Retirer un maillot est un symbole très fort. Le petit club anglais de Rushden & Diamonds s'en est rendu compte en août dernier. Descendu dans les profondeurs des divisions amateurs, il a d'abord dû se conformer au règlement, et attribuer les numéros allant de 1 à 16 à ses joueurs. Or,  le n°1 avait été retiré en 2010 après le suicide de son gardien, tombé en dépression après une histoire d'adultère où trempe le frère de l'international anglais John Terry. Quelque 3 000 signatures de fans sur une pétition plus tard, la dérogation a été maintenue, rapporte la BBC

On trouve aussi des cas qui échappent à toute logique. Outre la décision de Vincent Labrune de retirer le 21 du défenseur Souleymane Diawara, très bon joueur resté cinq saisons à l'OM, mais d'un calibre inférieur à Basile Boli ou Jean-Pierre Papin, passés avant lui, la palme de l'incongruité revient à l'actuel président de Leeds United, Massimo Cellino. Il a fait retirer le numéro 17 pour des raisons de superstition personnelle, raconte le Guardian (en anglais). Une phobie qui va très loin : tous les sièges n°17 du stade d'Elland Road ont été changés en n°16B, et le gardien de but Paddy Kenny a été remercié. Son seul tort ? Etre né... le 17 mai. 

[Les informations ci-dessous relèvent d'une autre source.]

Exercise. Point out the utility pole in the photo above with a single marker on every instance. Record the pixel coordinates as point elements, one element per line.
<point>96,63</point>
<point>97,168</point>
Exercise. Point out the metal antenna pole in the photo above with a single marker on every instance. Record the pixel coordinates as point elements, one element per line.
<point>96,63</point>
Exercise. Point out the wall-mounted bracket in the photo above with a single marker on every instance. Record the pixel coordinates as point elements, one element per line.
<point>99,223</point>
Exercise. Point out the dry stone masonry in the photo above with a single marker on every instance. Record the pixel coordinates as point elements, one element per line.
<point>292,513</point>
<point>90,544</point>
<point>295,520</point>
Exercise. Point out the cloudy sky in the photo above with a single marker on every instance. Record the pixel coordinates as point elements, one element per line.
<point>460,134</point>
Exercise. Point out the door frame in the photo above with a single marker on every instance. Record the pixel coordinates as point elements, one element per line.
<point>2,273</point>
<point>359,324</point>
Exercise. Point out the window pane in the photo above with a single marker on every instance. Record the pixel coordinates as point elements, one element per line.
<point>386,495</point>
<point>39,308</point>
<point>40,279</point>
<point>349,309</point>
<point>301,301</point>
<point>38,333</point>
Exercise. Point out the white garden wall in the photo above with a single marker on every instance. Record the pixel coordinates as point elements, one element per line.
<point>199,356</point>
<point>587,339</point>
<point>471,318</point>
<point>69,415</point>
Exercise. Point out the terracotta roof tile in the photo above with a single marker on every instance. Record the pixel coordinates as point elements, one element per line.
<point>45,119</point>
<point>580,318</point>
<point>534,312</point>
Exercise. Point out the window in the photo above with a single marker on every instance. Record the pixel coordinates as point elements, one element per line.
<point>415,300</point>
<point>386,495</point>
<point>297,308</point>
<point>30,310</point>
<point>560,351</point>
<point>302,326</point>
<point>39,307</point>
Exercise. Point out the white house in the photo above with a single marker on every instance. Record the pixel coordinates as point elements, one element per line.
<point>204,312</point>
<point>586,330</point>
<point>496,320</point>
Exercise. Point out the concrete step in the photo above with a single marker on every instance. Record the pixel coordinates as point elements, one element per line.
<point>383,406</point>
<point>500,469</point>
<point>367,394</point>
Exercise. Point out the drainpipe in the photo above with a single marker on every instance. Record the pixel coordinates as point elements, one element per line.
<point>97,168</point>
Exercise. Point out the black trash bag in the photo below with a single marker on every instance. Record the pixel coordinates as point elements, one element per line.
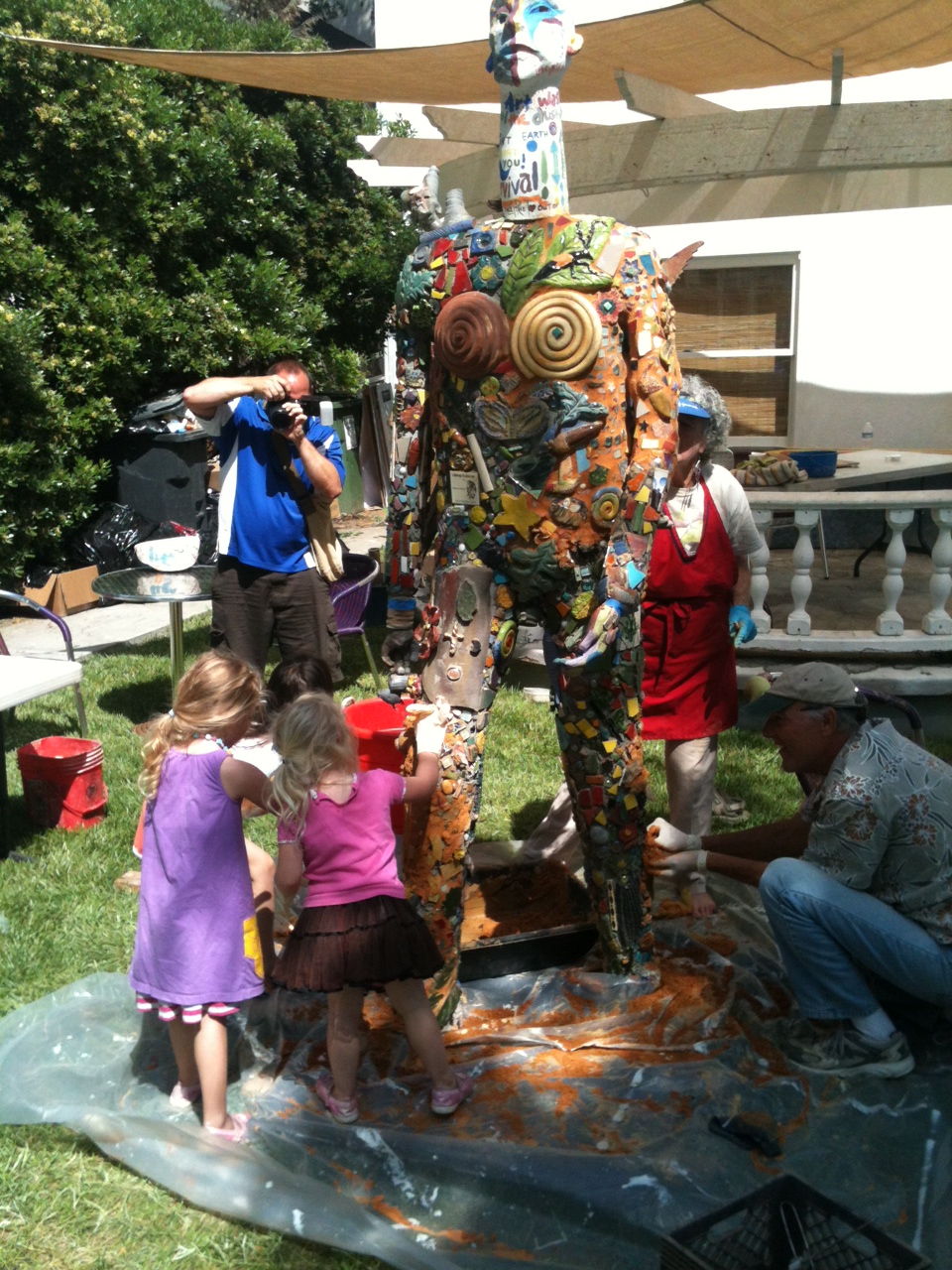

La pratique du retrait du numéro est tellement entrée dans les mœurs que Paolo Maldini, 23 saisons dans la défense du Milan AC, "attendait ce geste du club", qui a retiré son numéro 3. En revanche, Alessandro Del Piero, légendaire milieu de la Juventus, ne le souhaitait pas : "Mon numéro 10 de la Juve doit être porté, pas retiré. Il faut que les enfants rêvent de jouer avec ce numéro qui a été porté par tant de grands joueurs [Platini, entre autres] pendant des années." Une autre façon de faire vivre la mémoire des grands joueurs.